Related Article: Will There Still Be Marketing After GDPR?
Where Does a Federal Privacy Law Fit Into All of This?
Ever since GDPR was implemented and The California Consumer Privacy Act (CCPA) was introduced earlier this year, there has been an increased push for federal data privacy legislation. The CCPA in particular is a major step toward a federal privacy law, as California’s new law is without a doubt the strictest privacy bill in US history and provides consumers with new rights that are very similar to the rights that GDPR granted to European residents earlier this year.
By moving so rapidly to enact the law, California demonstrated to other states — and even countries — that privacy is a top priority for both citizens and legislators who want to be on the right side of history. As a result of the positive response and growing popularity of this law, it’s likely we will see some form of federal privacy legislation implemented over the next few years. There’s even a strong possibility that some sort of federal privacy law could preempt efforts from states following California’s lead to create their own data privacy and compliance laws.
Get a Head Start in Complying with a Potential Federal Law
Because the possibility of a federal privacy law is so strong, businesses may consider getting ahead of the game and begin preparing for it now — or at the very least, lay the groundwork for complying with the California Consumer Privacy Act, if they’re impacted by it. While the CCPA isn’t going into effect until January 1, 2020, and could potentially be amended before its implementation date, the impact on companies will likely be immediate. Businesses should start preparing for it now.
As we saw with the implementation of GDPR, building a comprehensive privacy program that addresses a sweeping regulatory change consumes both time and resources. It’s no small undertaking. In fact, it requires a major shift for many companies, even those with a privacy program in place. New obligations for CIOs, CISOs and businesses as a whole means if you put off preparing for the impact of the law until the official implementation year or date, in many cases, you'll be too late.
Remember that compliance is a journey, not a destination. Whether an organization is subject to external regulatory compliance from an outside source (such as a government agency, statute or law), or seeks to comply with its own organization-specific mandates and policies, compliance requires not just conforming to the outlined regulations, but also proving your organization has done so.
This is typically achieved through the development of organizational policies that map out the expected behaviors. The real challenge, however, comes from the intersection of policy and practice. Regardless of the source of the mandate, all organizations must decide how to enforce the policies and measure their effectiveness.
Companies often make the mistake of carving out individual teams that are responsible for privacy and security. However, data protection is everyone’s job. Hackers only need to be right once to gain access to your information, while your security team needs to get their defenses right every time. By making security the job of every employee and building out top-down support starting with executives, you will create a true culture of compliance and have an army of employees to protect your data — meaning hackers will have a much harder time getting ahold of your company’s information.

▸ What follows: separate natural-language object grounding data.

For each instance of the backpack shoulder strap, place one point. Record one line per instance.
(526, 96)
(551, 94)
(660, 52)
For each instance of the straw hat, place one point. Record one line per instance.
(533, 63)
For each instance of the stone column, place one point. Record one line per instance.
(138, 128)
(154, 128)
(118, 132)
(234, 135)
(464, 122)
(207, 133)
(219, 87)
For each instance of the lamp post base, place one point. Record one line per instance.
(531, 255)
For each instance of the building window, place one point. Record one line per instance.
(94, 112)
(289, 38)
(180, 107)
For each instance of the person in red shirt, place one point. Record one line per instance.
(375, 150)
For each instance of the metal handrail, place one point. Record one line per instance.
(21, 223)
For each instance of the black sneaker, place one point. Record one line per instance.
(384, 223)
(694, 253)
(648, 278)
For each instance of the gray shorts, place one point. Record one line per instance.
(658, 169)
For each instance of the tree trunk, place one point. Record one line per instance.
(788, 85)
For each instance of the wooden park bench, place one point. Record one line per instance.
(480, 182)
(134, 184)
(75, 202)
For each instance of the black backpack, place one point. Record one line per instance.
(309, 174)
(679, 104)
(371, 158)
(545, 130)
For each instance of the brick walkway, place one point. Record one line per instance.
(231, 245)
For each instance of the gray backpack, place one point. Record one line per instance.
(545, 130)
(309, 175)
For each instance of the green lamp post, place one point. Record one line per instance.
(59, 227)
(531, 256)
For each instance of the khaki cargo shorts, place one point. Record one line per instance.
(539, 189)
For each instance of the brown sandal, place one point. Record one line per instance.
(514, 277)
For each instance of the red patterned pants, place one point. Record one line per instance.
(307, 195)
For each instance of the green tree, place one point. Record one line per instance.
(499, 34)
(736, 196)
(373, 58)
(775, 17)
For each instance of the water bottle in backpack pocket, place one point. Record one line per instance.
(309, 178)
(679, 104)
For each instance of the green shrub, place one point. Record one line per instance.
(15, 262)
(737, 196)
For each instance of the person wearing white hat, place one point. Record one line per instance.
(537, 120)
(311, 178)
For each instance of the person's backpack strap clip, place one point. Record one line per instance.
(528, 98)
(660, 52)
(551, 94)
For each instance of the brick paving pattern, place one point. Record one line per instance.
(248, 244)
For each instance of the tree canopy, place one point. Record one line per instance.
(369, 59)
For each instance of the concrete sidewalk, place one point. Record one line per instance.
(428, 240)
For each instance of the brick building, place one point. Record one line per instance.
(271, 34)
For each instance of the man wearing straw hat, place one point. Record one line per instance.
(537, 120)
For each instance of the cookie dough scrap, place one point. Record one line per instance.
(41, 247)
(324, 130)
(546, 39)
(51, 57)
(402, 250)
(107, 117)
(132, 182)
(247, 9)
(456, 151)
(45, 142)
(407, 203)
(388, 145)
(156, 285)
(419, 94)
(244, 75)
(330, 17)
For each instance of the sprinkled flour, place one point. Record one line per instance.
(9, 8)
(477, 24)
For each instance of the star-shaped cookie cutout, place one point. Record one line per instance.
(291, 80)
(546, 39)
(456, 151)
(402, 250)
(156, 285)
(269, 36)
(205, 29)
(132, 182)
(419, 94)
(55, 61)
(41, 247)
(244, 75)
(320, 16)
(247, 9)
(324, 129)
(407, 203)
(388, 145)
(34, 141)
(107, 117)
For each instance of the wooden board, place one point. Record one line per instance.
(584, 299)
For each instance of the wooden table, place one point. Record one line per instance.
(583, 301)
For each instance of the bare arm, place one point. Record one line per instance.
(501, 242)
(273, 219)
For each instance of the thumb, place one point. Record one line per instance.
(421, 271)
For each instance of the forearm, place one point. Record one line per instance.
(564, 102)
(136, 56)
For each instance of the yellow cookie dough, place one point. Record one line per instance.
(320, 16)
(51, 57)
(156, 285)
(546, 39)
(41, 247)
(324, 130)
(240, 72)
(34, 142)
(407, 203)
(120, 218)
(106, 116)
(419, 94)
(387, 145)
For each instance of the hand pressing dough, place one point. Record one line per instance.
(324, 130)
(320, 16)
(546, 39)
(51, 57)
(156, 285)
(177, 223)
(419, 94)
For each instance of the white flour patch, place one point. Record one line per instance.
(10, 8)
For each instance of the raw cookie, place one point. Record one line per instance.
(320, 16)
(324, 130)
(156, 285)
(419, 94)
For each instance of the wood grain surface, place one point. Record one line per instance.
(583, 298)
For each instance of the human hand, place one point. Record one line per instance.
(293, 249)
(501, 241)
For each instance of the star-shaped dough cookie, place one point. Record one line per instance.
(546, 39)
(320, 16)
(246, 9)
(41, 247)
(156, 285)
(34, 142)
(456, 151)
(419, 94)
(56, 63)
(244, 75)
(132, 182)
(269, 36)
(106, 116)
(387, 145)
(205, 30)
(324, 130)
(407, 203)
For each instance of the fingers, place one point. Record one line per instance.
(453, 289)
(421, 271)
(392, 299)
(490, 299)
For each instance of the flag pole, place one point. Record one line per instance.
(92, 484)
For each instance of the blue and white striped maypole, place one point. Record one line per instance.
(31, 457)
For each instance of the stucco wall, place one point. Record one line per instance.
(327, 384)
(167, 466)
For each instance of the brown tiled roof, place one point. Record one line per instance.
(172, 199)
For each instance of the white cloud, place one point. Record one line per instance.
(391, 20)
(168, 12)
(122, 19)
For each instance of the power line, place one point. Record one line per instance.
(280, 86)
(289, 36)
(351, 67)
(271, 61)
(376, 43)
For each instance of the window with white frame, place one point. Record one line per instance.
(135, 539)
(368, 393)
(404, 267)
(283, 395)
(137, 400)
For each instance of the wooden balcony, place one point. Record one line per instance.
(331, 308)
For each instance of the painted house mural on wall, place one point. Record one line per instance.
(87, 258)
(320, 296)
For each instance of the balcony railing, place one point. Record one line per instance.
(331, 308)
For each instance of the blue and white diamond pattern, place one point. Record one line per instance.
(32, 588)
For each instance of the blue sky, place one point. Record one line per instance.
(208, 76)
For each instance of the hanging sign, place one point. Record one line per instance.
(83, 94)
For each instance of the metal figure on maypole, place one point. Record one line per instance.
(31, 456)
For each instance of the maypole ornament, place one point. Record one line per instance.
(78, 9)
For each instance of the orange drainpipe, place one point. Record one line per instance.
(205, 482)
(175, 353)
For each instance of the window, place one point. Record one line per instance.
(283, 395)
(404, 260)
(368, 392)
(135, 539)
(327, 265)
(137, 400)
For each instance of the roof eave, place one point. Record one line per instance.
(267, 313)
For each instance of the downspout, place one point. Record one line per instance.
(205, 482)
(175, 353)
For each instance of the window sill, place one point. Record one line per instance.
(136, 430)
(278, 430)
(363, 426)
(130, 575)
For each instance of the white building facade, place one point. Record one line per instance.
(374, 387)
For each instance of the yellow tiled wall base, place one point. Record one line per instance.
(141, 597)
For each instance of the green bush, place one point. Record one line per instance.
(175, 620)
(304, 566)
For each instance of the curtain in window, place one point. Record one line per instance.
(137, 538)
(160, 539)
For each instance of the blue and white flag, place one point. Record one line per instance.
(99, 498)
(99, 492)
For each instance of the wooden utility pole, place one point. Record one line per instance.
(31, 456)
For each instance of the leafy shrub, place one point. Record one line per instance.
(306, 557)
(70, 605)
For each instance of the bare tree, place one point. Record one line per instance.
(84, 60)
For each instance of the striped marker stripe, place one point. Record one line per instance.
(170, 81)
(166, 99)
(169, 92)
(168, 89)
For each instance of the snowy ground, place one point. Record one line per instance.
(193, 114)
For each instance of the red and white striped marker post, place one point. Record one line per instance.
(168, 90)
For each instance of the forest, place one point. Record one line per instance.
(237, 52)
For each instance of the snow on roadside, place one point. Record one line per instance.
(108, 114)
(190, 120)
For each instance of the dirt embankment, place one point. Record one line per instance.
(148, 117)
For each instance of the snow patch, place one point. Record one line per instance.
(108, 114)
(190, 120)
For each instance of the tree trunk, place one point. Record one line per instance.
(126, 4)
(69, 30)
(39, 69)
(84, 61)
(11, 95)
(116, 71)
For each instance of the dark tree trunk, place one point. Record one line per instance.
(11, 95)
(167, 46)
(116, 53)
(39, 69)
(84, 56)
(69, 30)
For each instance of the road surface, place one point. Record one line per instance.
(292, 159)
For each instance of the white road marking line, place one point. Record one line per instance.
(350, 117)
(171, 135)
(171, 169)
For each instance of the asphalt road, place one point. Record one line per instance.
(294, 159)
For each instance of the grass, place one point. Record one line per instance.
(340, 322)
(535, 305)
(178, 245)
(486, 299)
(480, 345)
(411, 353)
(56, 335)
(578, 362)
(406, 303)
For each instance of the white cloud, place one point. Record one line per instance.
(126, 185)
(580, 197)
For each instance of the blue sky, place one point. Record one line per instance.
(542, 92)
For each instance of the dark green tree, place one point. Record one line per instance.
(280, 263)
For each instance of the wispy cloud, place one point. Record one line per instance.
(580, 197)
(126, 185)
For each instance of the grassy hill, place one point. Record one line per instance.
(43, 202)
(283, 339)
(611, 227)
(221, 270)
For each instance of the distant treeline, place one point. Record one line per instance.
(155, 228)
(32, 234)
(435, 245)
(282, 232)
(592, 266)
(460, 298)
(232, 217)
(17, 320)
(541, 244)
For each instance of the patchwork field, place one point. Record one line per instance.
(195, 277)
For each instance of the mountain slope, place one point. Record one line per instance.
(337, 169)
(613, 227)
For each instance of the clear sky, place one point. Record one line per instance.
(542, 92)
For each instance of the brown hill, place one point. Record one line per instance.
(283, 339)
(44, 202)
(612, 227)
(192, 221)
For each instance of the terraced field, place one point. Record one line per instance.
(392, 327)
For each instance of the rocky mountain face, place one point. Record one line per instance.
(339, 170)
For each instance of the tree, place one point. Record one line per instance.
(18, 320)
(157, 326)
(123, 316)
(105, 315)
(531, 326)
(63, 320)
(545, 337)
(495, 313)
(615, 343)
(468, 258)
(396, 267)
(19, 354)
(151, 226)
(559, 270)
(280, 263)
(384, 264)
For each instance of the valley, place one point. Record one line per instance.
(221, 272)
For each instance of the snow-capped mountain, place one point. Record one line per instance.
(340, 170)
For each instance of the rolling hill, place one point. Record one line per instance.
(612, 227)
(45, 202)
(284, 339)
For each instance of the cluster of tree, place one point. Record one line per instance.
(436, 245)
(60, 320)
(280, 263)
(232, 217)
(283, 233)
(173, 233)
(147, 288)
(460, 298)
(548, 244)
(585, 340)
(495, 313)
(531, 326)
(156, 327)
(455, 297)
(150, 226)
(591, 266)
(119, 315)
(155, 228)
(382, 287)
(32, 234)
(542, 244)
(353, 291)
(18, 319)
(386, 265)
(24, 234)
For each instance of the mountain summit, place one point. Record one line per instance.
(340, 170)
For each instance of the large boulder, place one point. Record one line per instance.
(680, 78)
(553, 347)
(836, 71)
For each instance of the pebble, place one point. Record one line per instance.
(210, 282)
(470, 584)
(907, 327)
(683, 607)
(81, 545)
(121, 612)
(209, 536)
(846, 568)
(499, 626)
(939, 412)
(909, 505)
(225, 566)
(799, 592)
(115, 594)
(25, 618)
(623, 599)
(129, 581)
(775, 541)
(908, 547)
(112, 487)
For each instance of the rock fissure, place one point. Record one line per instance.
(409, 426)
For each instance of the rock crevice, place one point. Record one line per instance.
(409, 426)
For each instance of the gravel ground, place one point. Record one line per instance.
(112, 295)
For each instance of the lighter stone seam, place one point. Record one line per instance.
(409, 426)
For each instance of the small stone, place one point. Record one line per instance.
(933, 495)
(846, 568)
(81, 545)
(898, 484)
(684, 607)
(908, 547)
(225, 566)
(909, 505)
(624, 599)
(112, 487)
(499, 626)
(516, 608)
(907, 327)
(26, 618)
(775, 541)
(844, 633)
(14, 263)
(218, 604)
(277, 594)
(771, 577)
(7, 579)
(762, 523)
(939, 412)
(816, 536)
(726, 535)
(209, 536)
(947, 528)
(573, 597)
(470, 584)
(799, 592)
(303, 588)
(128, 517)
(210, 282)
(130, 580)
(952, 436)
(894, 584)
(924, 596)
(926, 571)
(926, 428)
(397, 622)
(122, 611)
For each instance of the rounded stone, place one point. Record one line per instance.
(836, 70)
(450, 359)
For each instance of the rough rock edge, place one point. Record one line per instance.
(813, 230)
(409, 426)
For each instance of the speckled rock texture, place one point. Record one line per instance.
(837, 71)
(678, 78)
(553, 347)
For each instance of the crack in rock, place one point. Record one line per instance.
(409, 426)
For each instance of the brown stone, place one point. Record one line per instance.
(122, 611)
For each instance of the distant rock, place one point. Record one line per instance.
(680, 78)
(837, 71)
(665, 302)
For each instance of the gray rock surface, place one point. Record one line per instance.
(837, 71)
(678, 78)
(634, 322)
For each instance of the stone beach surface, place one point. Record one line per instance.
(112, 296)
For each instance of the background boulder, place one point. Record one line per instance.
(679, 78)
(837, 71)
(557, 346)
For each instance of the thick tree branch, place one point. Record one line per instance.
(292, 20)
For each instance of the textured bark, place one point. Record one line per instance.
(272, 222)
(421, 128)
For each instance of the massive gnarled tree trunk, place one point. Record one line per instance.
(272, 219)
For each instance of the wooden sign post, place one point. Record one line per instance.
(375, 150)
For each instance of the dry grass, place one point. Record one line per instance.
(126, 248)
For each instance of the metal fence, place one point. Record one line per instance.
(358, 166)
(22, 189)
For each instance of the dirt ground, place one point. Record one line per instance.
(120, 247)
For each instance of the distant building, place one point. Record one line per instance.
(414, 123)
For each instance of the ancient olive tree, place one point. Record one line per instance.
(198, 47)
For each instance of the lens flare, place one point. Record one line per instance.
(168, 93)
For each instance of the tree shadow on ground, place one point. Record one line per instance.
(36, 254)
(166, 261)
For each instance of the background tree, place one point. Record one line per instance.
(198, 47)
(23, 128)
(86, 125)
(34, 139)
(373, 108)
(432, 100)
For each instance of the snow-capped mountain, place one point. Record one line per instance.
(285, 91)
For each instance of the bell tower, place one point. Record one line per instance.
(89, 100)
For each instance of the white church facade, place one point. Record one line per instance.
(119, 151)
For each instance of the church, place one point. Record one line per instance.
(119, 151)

At the end of the day, Cook’s speech last week was a wake-up call for all professionals, consumers and businesses who are failing to pay attention to the current privacy crisis taking place in our society. By bringing these issues to light and demanding more comprehensive U.S. federal privacy legislation, Cook reignited an important conversation about consumers’ privacy rights and moved the needle further toward what now seems like an inevitable federal privacy law.